Eine Gefahr für die Tiere sind Straßen. Hier helfen einfache Maßnahmen, wie reflektierende Schilder an Straßen, die von Jagdverbänden angebracht werden, um Tiere von Fahrbahnen fernzuhalten. Sollte ein Unfall mit einem Wildtier passieren, bitte unbedingt eine Meldung an die Polizei, sie aktiviert den Jäger, wenn nötig. Nur der oder die Zuständigen im Revier dürfen Tiere entnehmen oder versorgen.

Die neue Nähe zu Tieren und der Natur

Der wichtigste Tipp für ein gutes Nebeneinander lautet Abstand halten, auf keinen Fall anfüttern und locken. Die Tiere sollen Wildtiere bleiben. 

Wenn Abgrenzung und Zäune nicht helfen,  sollte man idealerweise mit dem Grundbesitzer Kontakt aufnehmen und herausfinden, wer im Gebiet die „jagdausübungsberechtigte“ Person ist. Kerschbaumer erklärt, dass Jäger bei Überpopulationen punktuell auch an den Randzonen des Waldes Tiere entnehmen dürften, um klar zu machen: „Hier hast du nix verloren“. Generell ist die Jagdabschusszone 200 bis 300 Meter von Siedlungen entfernt.

Meist jedoch überwiegt die Freude, ein Tier aus der Nähe zu sehen. Jedes Kind mag Rehe, die im Wald und auf der Wiese äsen, die Füchse, die nachts spielen. Aber Achtung, Jungtiere müssen nicht gerettet werden. Oft werden Rehkitze in Wiesen nahe dem Wald abgelegt, die Wiese schützt, sie ist der Kindergarten der Kitze, die Mutter kommt aber garantiert zurück. Gleiches gilt für Frischlinge, die Mama sitzt nicht ständig neben dem Wurfkessel, sie muss auch auf Nahrungssuche gehen.

Wann an wen wenden?

Es gibt in den jeweiligen Jagdgebieten unterschiedliche Ansprechpersonen. In den Siedlungsgebieten sind je Gemeinde die Jagdgenossenschaften verantwortlich. Jede Gemeinde kann Auskunft zu den Pächtern geben. Große Waldbesitzer wie die Bundesforste verwalten Ihre Eigenjagdgebiete selbst, wo der zuständige Revierleiter erster Ansprechpartner vor Ort ist. Tief im Thema ist außerdem der Biosphärenpark in Purkersdorf (Kontakte).

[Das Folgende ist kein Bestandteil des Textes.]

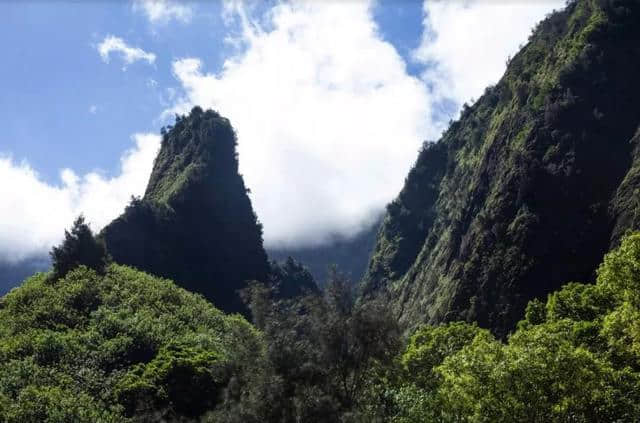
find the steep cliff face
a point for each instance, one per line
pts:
(195, 223)
(532, 184)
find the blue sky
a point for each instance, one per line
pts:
(331, 100)
(55, 75)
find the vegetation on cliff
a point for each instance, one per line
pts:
(530, 187)
(195, 223)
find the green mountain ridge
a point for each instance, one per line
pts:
(195, 223)
(530, 187)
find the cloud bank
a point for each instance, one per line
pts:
(163, 11)
(328, 119)
(129, 54)
(34, 213)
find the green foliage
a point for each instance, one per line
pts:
(327, 356)
(529, 187)
(430, 345)
(118, 346)
(291, 279)
(195, 224)
(577, 358)
(78, 248)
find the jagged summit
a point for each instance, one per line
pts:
(532, 184)
(195, 223)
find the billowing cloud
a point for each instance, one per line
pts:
(328, 119)
(129, 54)
(466, 43)
(163, 11)
(34, 213)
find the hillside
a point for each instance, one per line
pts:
(195, 223)
(123, 346)
(530, 187)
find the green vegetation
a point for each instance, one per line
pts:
(575, 358)
(121, 345)
(79, 247)
(530, 187)
(195, 224)
(126, 346)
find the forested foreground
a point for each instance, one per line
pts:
(94, 341)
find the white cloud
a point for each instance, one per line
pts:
(328, 119)
(33, 213)
(466, 43)
(129, 54)
(163, 11)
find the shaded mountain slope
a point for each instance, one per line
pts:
(195, 223)
(532, 184)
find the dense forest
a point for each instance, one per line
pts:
(530, 187)
(503, 284)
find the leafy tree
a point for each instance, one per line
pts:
(79, 247)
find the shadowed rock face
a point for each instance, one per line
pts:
(532, 184)
(195, 223)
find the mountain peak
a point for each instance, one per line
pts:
(195, 223)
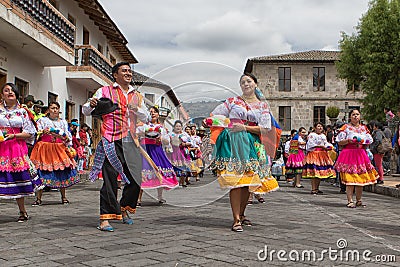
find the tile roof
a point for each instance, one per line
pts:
(313, 55)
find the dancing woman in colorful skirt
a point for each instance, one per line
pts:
(317, 164)
(240, 158)
(18, 177)
(159, 173)
(353, 164)
(295, 161)
(56, 168)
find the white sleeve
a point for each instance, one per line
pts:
(142, 113)
(86, 109)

In Wien ist die MA49 zuständig. Für Fragen zu heimischen Wildtieren und zur Meldung von verletzten oder verwaisten Wildtieren in Wien steht die Hotline +43 1 4000 49090 zur Verfügung. Die Wildtier-Hotline ist täglich (inklusive Sonn- und Feiertage) von 07:30 - 22:00 Uhr besetzt.

Außerdem hilft die freiwillige Wildtierhilfe, manchmal auch ein versierter Verterinärmediziner. Infos finden und Beobachtungen eintragen kann man auf stadtwildtiere.at und weitere Infos rund um Wildtiere finden sich hier bei der vetmeduni Wien.

Abschließend erzählt Kerschbaumer: „Kürzlich habe ich einen benommenen Waldkauz mit Gesichtsverletzung an die Tierrettung übergeben. Er wurde in der Auffangstation in Laxenburg versorgt.“ Kerschbaumer möchte über den Jagdverein Purkersdorf verstärkt Aufklärung zum Umgang mit Wildtieren für die Bevölkerung bieten. Eine Kontaktmöglichkeit zum Jagdclub besteht in Kürze am Purkersdorfer Adventmarkt ab 24. November, zum Stand lädt der Jäger herzlich ein.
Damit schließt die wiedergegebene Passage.